Pursuant to Ind.Appellate Rule 65(D),
this Memorandum Decision shall not be
regarded as precedent or cited before
any court except for the purpose of Mar 06 2013, 9:08 am
establishing the defense of res judicata,
collateral estoppel, or the law of the case.
ATTORNEY FOR APPELLANT: ATTORNEYS FOR APPELLEE:
ELLEN M. O’CONNOR GREGORY F. ZOELLER
Marion County Public Defender Office Attorney General of Indiana
Indianapolis, Indiana
RYAN D. JOHANNINGSMEIER
Deputy Attorney General
Indianapolis, Indiana
IN THE
COURT OF APPEALS OF INDIANA
DAMION MARTIN, )
)
Appellant-Defendant, )
)
vs. ) No. 49A02-1206-CR-473
)
STATE OF INDIANA, )
)
Appellee-Plaintiff. )
APPEAL FROM THE MARION SUPERIOR COURT
The Honorable Grant W. Hawkins, Judge
Cause No. 49G05-1008-MR-63982
March 6, 2013
MEMORANDUM DECISION - NOT FOR PUBLICATION
NAJAM, Judge
STATEMENT OF THE CASE
Damion Martin appeals his convictions for two counts of murder, felonies; one
count of aggravated battery, as a Class B felony; and three counts of battery, as Class C
felonies, following a jury trial. Martin presents a single issue for review, namely,
whether the evidence is sufficient to support his convictions.
We affirm.
FACTS AND PROCEDURAL HISTORY
On the evening of August 2, 2010, Barbara Johnson had a birthday party for Willie
Battles at her home at 1268 West 32nd Street in Indianapolis.

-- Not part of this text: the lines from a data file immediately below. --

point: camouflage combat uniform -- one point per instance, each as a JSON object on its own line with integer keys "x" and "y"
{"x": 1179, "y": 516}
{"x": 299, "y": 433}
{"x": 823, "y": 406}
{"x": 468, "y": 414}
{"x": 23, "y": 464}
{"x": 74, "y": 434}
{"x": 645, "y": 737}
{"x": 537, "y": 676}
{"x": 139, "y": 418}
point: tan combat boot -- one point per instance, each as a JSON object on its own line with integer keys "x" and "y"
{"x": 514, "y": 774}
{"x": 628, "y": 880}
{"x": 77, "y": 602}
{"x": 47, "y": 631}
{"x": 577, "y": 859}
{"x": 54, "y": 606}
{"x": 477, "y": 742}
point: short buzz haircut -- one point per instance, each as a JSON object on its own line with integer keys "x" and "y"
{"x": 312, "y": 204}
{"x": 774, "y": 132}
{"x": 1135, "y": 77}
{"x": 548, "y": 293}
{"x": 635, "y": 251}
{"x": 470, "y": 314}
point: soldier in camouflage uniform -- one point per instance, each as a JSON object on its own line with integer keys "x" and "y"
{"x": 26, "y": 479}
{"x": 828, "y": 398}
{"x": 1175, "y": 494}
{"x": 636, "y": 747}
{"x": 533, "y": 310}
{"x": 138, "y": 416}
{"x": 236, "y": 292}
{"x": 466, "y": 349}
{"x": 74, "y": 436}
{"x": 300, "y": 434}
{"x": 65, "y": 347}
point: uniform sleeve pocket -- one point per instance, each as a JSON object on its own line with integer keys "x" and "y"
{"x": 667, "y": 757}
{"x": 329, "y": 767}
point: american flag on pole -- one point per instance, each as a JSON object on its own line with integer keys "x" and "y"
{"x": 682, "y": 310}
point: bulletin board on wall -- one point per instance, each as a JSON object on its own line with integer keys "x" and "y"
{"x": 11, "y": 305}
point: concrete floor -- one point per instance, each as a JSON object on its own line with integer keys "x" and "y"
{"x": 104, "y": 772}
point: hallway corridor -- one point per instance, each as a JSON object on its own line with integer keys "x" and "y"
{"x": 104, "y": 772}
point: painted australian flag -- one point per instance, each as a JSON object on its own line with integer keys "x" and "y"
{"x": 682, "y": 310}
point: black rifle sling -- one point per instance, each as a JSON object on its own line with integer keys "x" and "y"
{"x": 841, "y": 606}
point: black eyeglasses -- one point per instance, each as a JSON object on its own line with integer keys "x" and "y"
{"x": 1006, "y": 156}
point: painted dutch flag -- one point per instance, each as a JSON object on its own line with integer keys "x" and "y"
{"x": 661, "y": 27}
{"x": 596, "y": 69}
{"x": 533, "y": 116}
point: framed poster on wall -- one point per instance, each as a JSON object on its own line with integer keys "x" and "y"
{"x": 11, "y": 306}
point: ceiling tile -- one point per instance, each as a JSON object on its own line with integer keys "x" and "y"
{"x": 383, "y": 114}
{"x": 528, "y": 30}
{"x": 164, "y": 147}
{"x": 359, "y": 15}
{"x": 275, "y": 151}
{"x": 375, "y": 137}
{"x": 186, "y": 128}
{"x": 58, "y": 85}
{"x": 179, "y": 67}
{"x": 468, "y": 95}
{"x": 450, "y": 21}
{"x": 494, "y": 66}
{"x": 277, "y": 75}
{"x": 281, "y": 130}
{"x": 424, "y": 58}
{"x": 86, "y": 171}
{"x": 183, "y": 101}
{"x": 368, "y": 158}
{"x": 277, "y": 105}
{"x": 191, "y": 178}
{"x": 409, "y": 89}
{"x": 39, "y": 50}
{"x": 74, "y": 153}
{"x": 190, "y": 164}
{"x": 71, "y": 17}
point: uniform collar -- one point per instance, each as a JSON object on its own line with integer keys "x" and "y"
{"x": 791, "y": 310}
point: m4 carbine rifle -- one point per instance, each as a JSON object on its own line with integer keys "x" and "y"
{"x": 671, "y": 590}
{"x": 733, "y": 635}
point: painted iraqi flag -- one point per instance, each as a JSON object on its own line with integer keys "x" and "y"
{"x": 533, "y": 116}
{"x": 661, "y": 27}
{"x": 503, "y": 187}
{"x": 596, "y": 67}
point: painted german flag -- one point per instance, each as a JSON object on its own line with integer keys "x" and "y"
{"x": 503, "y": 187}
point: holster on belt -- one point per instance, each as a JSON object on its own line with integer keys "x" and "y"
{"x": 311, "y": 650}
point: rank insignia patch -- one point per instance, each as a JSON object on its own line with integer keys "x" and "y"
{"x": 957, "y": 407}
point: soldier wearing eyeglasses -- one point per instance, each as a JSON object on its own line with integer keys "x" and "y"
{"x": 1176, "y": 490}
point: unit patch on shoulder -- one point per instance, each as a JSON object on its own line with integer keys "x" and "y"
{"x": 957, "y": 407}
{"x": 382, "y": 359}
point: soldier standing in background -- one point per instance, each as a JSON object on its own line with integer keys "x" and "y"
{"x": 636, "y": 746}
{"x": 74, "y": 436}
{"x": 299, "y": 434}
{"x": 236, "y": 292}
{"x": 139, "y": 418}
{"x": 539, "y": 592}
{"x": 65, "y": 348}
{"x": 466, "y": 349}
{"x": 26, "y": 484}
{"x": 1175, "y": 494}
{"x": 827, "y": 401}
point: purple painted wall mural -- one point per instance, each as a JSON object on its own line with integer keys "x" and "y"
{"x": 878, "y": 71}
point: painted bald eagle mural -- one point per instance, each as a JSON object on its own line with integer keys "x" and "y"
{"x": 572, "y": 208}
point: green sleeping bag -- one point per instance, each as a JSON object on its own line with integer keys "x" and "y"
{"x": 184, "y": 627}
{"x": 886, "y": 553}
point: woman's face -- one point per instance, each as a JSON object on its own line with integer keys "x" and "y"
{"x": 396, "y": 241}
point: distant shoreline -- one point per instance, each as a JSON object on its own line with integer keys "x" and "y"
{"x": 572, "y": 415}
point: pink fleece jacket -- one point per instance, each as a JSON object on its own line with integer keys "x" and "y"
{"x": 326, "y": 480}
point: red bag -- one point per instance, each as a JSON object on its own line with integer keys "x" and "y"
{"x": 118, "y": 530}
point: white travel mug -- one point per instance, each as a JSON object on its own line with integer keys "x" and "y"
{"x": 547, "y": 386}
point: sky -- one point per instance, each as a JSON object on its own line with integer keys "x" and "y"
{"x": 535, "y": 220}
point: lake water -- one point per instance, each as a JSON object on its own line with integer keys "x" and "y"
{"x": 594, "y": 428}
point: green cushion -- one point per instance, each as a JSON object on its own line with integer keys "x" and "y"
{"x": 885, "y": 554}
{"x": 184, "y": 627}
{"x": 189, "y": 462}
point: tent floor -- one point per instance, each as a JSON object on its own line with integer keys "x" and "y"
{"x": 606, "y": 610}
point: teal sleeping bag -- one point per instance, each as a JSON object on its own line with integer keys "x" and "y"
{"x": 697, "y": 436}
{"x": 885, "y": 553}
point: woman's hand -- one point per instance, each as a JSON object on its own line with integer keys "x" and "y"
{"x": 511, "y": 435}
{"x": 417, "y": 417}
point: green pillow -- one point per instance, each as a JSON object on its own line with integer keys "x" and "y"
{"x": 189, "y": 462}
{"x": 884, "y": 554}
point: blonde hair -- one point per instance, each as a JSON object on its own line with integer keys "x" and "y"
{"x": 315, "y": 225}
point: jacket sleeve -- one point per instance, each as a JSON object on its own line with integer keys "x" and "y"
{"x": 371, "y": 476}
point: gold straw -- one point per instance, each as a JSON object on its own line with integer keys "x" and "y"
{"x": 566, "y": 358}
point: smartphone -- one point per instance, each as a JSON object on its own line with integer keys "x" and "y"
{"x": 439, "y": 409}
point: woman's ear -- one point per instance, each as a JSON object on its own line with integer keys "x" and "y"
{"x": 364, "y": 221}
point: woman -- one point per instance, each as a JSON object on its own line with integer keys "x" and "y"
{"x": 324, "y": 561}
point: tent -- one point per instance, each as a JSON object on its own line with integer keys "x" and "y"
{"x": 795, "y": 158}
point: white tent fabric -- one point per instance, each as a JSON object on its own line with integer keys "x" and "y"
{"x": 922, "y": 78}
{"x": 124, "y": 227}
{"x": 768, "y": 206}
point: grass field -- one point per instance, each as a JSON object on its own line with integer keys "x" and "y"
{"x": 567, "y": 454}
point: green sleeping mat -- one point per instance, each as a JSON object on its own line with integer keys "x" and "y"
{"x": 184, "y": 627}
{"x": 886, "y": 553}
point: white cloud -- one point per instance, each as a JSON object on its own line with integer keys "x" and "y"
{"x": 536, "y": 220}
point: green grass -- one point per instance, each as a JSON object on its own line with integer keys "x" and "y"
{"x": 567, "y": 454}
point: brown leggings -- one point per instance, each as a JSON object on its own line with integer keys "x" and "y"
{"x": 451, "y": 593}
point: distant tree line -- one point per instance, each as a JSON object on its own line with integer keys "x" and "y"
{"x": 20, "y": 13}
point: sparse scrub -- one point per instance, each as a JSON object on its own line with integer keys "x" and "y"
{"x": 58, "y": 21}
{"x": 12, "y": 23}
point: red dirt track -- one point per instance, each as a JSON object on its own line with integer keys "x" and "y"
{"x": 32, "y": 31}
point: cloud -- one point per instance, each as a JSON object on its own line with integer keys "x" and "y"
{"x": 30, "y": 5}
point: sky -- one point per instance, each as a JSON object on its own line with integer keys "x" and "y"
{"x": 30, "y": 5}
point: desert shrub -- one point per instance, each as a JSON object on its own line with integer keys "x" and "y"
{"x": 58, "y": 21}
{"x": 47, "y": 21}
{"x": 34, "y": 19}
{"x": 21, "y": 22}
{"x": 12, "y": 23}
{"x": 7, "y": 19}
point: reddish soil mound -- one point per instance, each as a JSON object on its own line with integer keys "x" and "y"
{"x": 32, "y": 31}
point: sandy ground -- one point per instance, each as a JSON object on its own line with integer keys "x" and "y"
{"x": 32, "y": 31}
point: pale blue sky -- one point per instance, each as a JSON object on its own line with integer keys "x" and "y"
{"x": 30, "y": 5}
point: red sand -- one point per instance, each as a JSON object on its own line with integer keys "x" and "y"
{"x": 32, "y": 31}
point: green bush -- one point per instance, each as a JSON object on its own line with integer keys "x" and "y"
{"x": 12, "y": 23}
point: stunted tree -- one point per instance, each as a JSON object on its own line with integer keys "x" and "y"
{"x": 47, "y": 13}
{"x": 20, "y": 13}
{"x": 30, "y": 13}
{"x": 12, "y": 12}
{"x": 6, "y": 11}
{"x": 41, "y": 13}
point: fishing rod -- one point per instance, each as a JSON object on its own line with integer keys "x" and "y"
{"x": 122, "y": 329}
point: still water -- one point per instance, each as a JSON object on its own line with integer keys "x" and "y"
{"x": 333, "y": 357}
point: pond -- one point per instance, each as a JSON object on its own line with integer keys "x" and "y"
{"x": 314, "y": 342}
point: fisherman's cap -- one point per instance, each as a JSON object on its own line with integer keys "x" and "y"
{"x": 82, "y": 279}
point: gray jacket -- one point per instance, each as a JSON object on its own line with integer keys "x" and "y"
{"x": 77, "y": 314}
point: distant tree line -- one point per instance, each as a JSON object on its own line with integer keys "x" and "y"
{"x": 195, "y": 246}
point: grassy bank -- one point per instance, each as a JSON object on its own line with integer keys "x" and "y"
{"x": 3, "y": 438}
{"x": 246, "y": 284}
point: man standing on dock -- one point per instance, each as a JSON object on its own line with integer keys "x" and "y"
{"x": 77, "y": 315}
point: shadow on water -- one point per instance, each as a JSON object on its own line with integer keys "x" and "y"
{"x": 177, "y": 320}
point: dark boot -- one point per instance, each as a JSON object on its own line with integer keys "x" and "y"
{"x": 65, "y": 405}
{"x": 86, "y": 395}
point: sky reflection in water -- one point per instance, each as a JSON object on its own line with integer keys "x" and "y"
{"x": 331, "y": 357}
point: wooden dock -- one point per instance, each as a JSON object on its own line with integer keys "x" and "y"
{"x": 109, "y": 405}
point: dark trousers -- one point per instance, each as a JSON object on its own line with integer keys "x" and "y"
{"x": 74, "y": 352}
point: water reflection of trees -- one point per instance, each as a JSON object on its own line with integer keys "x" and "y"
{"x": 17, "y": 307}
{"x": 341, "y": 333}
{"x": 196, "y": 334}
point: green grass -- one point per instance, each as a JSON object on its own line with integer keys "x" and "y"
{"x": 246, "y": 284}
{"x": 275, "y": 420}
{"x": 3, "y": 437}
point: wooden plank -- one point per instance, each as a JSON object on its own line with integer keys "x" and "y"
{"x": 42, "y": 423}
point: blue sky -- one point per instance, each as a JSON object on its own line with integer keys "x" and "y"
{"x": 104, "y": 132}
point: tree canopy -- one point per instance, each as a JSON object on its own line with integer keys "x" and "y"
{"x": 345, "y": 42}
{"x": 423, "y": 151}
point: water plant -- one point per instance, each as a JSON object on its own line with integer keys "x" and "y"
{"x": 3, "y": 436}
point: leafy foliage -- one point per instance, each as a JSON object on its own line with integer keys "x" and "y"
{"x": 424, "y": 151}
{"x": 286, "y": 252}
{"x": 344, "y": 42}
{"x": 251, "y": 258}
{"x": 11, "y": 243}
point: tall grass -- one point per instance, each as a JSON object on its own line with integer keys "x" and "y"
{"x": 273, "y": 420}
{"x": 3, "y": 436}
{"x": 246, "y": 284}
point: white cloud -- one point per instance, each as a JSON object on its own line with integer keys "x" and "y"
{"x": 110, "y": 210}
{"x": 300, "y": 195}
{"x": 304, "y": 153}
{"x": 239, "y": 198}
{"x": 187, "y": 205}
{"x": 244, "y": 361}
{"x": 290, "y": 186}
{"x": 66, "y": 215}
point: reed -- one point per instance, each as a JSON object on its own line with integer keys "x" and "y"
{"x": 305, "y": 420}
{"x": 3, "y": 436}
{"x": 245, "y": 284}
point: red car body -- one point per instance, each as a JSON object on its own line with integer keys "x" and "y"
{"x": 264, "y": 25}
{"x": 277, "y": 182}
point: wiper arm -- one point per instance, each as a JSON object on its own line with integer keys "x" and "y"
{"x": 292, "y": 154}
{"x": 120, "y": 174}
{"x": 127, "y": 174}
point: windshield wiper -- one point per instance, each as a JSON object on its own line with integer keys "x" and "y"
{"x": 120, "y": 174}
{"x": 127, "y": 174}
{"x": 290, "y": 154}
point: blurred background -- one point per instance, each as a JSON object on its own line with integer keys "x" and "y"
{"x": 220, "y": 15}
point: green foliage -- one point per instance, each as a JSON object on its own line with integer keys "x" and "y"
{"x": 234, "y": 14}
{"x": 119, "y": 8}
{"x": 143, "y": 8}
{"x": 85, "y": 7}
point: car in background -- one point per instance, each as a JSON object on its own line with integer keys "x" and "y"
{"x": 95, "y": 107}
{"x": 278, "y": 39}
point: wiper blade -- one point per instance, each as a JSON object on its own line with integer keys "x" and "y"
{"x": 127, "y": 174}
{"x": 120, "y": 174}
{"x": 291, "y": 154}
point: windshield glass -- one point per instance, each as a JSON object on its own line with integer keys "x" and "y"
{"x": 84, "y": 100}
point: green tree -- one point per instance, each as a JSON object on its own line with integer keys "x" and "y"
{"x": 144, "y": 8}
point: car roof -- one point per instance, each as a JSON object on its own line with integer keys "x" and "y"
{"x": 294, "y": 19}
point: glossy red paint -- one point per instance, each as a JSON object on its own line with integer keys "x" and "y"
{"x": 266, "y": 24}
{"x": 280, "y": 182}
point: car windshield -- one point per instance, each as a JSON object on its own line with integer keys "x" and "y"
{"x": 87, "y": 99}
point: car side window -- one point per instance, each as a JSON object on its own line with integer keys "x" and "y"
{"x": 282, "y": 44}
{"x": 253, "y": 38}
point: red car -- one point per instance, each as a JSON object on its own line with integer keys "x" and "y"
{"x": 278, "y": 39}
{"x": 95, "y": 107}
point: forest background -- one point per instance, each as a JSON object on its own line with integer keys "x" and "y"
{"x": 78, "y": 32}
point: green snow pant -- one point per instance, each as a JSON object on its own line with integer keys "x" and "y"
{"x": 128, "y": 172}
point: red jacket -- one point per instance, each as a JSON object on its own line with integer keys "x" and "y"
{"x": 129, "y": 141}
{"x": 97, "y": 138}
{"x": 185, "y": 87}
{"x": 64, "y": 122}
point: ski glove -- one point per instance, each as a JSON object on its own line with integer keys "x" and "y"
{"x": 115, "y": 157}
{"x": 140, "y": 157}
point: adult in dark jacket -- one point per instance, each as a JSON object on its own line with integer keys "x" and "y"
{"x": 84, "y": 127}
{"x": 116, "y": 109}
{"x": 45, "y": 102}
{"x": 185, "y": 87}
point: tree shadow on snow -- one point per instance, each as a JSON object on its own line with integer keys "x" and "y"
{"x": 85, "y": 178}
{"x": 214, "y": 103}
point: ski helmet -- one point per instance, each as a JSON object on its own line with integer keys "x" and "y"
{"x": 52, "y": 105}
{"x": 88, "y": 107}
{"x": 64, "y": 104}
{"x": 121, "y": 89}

She lived there with her
boyfriend Michael Harris and her three children. Barbara’s mother, Prinsonia Johnson,
bicycled to the house with her boyfriend, Charles May, and stayed to help with the party.1
Robin Jones arrived at the birthday party around 9:00 p.m. Kendall Hill was
arriving at the party when Jones was leaving about an hour and a half later. Jones
believed Hill had been involved in the unsolved murder of her cousin, Stevie McElwain,
three years earlier. Hill and Jones argued about whether Hill had been involved, and Hill
was angry that Jones had been telling other people of her belief regarding Hill’s
involvement.
Eventually, Jones left for a block party a few blocks away at 26th Street and White
Street. The block party was in remembrance of LeRon Edwards, who had been killed a
year earlier. Jones was still upset about her altercation with Hill and spoke loudly to
“whoever [would] listen” about it. Transcript at 544. Jones eventually spoke with Terrell
1
We use first names to distinguish between people who share a common last name.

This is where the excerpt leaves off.